On father's day I just happened to be in the vicinity of one of the largest solar power plants in the United States. It is an 8.22 megawatt experiment being conducted by Sun Edison in Alamosa, Colorado. I used the power of father's day to kindly request a 10 minute detour because I have read about the plant and wanted to see it with my own eyes.
What struck me first was the fact that I could drive within 10 feet of a power plant. My expectation was to be harassed by some disgruntled guard after pushing some little doorbell-like button miles away from the actual facility. Nope, it was right there next to the road a mere 10 feet outside of my car window with not a person in sight, which was when the second thought came to mind.
As far as I could tell nobody was working there. To be clear I am sure there was at least one person there somewhere but overall it looked there would be better chance of being abducted by aliens in the desert than finding somebody who worked there. I learned later that much of the facility can be remote controlled from a location in Germany and in general there isn't much to do when running a solar power plant.

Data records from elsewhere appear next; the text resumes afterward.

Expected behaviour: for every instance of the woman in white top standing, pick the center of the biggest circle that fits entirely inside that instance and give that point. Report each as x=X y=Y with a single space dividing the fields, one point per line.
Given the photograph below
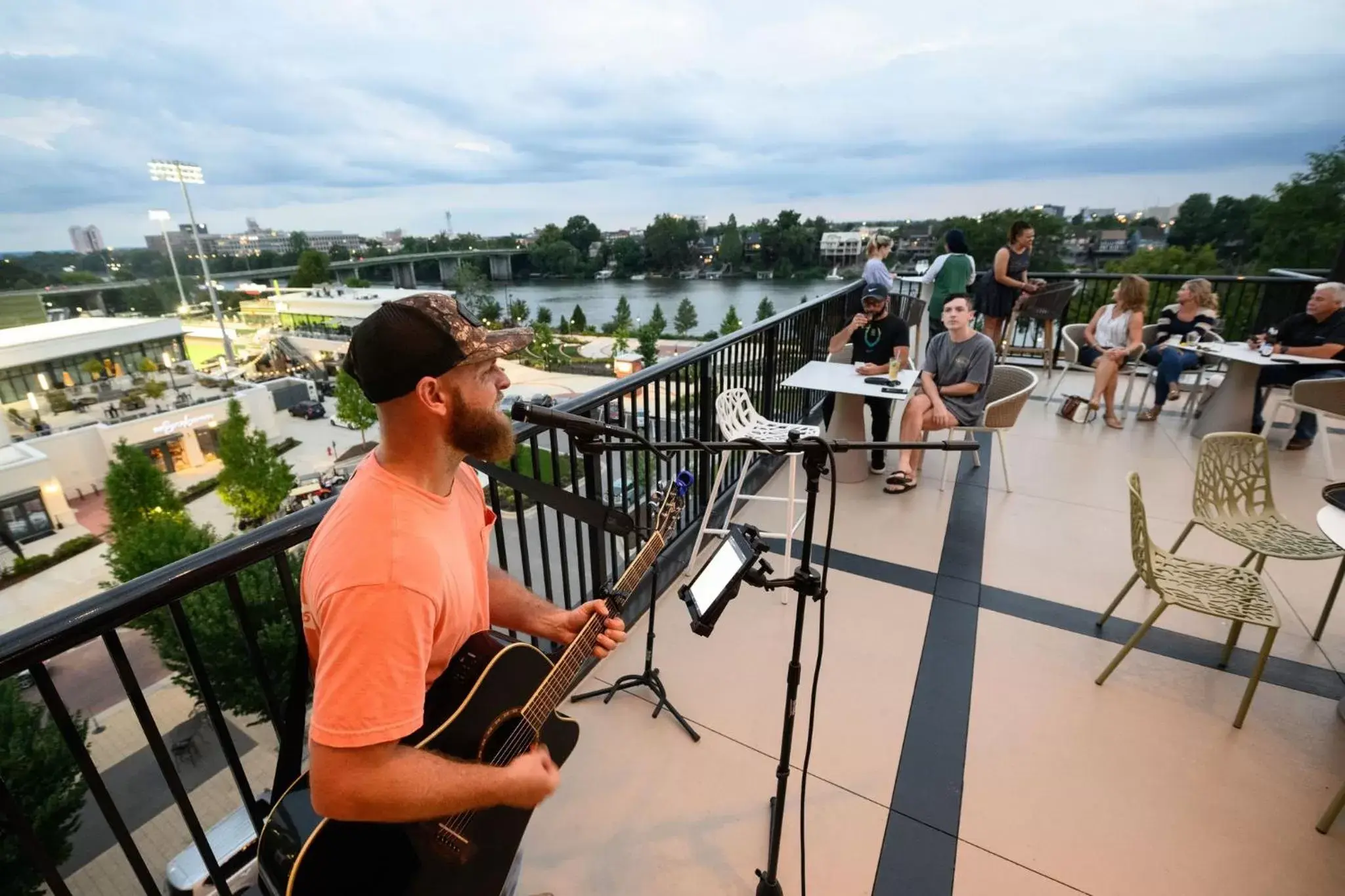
x=1114 y=332
x=876 y=270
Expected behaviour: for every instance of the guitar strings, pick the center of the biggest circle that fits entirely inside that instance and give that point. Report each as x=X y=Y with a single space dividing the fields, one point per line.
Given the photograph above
x=550 y=691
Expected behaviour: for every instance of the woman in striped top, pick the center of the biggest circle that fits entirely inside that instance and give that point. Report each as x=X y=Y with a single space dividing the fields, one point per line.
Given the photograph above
x=1196 y=312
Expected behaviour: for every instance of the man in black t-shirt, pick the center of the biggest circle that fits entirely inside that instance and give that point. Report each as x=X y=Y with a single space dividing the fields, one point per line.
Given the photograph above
x=1319 y=332
x=879 y=336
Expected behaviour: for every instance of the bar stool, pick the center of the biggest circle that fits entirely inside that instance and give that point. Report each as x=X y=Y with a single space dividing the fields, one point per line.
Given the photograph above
x=738 y=418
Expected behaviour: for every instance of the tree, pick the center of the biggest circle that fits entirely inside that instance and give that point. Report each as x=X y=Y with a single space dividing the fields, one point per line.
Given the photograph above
x=731 y=244
x=686 y=319
x=621 y=341
x=255 y=480
x=135 y=488
x=353 y=409
x=545 y=347
x=45 y=782
x=649 y=336
x=1195 y=223
x=1173 y=259
x=628 y=255
x=1305 y=224
x=313 y=269
x=658 y=322
x=580 y=233
x=669 y=242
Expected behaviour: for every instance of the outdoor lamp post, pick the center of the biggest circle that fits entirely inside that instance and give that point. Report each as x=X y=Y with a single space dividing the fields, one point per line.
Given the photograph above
x=163 y=218
x=186 y=174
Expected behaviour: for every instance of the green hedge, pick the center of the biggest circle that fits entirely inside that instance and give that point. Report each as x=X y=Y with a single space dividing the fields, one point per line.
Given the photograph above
x=24 y=567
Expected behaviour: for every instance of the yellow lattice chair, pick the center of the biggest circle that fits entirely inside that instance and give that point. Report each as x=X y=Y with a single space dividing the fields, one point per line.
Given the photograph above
x=1229 y=593
x=1234 y=500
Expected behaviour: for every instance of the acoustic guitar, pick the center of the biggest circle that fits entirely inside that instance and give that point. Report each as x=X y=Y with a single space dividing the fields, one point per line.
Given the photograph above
x=494 y=700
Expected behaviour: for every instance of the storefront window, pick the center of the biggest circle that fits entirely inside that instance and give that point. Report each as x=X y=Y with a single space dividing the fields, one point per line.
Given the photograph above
x=24 y=516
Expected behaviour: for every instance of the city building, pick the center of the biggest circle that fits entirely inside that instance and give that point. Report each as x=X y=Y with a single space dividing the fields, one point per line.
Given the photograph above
x=182 y=242
x=57 y=354
x=841 y=247
x=87 y=240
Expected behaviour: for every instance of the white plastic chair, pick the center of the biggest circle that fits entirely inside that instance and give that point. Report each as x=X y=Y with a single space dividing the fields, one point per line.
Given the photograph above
x=738 y=418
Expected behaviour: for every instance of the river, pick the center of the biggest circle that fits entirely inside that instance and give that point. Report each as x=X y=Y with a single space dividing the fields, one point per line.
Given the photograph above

The night before I stayed in a hotel that was located close to train tracks which didn't seem like a big deal but about two times an hour a coal train woke me up. Which was when the third thing struck me - I wondered about the logistics involved with running a coal plant: security, endless planning to coordinate coal train deliveries, staff, mechanical upkeep, regulatory paperwork, etc. No offense to the engineers who built the solar plant but besides some complex sun tracking software and some large transformers it didn't look that complex.
The plant is an experiment because it operates three types of solar technologies in parallel within a single site. Monitoring of the single axis tracking array, fixed-mounted array and dual axis tracking arrays will provide valuable data on real world implementation on three different types of large-scale solar. Since price is the Achilles heel of solar determining the most efficient generation method is essential for the wide scale adoption of solar.

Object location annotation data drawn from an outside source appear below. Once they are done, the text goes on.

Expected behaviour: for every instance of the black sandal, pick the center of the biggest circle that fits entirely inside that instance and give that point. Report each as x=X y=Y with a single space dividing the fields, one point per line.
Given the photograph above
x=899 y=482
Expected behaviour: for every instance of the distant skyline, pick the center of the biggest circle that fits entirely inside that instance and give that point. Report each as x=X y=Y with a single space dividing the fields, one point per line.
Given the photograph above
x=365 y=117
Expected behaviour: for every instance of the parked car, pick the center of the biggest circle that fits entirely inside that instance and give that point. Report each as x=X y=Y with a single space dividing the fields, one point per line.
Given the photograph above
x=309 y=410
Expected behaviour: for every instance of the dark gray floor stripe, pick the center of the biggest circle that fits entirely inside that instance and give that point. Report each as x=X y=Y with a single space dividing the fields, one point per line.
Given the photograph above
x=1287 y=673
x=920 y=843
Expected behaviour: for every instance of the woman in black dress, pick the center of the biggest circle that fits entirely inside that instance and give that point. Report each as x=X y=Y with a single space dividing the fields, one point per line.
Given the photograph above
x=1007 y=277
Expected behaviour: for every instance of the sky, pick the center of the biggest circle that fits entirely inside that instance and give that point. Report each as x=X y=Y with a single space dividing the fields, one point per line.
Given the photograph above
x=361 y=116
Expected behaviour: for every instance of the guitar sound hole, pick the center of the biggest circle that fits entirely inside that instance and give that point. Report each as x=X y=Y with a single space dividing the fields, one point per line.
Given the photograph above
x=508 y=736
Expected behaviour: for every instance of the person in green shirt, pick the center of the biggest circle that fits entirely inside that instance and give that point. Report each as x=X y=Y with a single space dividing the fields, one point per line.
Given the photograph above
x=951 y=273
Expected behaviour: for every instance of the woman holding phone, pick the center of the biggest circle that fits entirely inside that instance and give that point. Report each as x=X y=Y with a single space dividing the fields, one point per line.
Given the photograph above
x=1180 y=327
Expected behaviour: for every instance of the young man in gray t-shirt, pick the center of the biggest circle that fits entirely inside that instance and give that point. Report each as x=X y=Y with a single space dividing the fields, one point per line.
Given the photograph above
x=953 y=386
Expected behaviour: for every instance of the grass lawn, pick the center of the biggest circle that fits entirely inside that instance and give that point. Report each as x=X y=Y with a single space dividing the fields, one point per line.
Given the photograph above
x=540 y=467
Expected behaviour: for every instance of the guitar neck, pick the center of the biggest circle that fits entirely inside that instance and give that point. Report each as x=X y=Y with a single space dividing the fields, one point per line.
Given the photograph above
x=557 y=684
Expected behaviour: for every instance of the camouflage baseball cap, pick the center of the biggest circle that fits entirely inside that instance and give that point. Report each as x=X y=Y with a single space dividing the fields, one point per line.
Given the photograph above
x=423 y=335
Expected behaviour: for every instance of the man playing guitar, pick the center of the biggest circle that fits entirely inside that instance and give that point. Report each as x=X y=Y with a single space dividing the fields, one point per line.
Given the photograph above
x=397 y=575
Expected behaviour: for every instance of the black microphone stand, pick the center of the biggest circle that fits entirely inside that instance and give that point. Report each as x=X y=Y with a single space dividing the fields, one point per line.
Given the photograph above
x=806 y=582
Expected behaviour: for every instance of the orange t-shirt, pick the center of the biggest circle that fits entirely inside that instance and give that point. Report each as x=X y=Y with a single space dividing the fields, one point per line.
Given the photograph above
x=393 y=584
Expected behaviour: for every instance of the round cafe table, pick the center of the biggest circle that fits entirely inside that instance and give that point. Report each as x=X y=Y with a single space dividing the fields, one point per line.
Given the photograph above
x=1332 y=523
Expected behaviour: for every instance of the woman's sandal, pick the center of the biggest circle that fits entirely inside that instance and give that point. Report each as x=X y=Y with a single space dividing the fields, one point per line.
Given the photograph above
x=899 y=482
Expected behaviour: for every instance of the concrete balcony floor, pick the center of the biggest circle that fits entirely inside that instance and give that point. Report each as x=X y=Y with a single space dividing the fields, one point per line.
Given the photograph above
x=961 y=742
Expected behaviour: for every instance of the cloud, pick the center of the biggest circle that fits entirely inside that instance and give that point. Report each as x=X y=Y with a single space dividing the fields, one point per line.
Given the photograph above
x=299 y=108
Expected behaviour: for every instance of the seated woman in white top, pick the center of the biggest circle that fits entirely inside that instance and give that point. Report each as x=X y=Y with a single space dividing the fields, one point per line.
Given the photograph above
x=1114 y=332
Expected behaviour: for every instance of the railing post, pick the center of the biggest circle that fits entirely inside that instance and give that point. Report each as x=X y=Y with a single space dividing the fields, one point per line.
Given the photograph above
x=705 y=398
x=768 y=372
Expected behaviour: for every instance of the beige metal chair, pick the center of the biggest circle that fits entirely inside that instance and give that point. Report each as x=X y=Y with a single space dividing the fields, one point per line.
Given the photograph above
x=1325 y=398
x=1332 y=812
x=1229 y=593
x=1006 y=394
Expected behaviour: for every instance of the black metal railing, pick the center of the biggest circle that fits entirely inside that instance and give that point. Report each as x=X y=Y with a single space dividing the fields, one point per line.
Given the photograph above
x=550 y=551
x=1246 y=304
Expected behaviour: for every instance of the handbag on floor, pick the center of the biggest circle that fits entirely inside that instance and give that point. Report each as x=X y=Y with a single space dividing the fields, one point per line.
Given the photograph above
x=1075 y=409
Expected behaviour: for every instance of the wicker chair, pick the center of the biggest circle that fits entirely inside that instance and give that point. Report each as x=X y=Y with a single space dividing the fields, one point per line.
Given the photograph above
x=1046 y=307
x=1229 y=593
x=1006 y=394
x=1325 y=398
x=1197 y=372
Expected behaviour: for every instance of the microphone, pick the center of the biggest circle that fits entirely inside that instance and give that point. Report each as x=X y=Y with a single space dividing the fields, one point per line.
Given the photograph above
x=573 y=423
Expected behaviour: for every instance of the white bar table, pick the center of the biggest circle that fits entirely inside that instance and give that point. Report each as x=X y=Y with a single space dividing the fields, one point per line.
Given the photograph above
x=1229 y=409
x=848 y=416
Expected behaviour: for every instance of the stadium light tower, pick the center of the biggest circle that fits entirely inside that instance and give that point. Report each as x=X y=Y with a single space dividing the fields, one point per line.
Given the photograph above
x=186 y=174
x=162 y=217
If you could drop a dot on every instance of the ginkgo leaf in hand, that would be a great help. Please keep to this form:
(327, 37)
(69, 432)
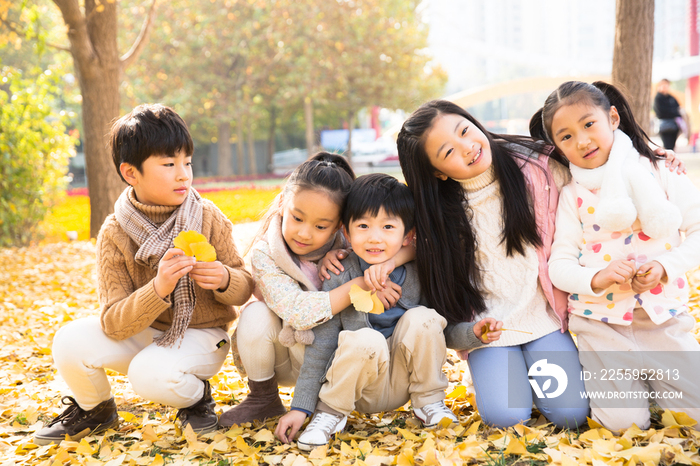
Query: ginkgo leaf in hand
(361, 299)
(203, 251)
(485, 332)
(365, 301)
(185, 239)
(378, 307)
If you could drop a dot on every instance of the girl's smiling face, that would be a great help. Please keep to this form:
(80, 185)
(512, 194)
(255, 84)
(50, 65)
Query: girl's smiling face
(584, 133)
(457, 148)
(309, 220)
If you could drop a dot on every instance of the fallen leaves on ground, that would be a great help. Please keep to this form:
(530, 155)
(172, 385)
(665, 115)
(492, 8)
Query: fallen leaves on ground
(44, 287)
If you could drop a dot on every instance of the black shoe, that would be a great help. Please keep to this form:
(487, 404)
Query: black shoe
(75, 422)
(201, 415)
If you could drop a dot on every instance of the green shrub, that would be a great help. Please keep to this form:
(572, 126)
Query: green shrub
(34, 153)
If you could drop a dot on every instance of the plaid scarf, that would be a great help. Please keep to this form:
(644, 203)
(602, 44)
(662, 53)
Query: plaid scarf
(154, 242)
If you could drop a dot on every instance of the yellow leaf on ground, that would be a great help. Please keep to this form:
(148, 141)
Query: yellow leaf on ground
(127, 416)
(147, 433)
(516, 447)
(679, 418)
(408, 435)
(245, 448)
(84, 448)
(264, 435)
(319, 453)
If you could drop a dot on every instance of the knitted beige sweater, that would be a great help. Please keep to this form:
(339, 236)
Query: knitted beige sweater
(128, 301)
(510, 284)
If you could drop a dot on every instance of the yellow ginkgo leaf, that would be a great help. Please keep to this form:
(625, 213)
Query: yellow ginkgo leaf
(378, 307)
(203, 251)
(485, 332)
(361, 299)
(365, 301)
(185, 238)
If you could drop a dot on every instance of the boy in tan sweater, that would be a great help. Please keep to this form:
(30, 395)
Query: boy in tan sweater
(164, 316)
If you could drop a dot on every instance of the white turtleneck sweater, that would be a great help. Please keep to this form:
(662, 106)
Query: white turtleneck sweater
(510, 284)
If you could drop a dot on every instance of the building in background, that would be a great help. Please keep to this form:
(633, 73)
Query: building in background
(483, 42)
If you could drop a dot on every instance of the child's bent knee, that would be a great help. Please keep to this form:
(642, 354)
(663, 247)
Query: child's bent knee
(365, 340)
(74, 340)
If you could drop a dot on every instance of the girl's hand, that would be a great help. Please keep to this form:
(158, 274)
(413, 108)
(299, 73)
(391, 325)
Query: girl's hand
(289, 425)
(494, 329)
(648, 277)
(331, 262)
(672, 160)
(210, 275)
(618, 271)
(390, 295)
(173, 266)
(376, 275)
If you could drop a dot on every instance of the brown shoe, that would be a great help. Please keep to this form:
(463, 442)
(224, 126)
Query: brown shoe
(201, 415)
(262, 402)
(75, 422)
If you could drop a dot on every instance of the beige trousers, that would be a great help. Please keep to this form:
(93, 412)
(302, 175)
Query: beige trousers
(371, 374)
(261, 352)
(637, 350)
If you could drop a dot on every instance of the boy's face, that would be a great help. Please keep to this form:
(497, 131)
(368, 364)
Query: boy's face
(377, 239)
(163, 180)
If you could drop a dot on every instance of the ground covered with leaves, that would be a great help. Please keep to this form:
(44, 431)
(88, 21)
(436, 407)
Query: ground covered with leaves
(44, 287)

Even though solar is still expensive relative to other fuel sources it holds some very distinct advantages. For example solar systems generate their highest levels of energy during the middle of the day which is the same time that very expensive peaking power plants are brought online to handle temporary peak loads. It would take hundreds of billions of dollars to replace generating electricity from oil and coal with large scale solar but when you examine the true costs of using other carbon based fuels to generate it may be that several hundred billion isn't that much. Imagine if your town had two choices: a new coal power plant or a solar field. Which one do you think would have a better shot of getting approved in your city? I would guess that something you can't see, that doesn't make any pollution, that doesn't smell, doesn't make noise or cloud the sky would be the clear winner. In a capitalistic society the market takes in consideration all realizable costs so if your city would choose solar maybe whoever came up with the math that says solar is expensive didn't take all the costs into consideration.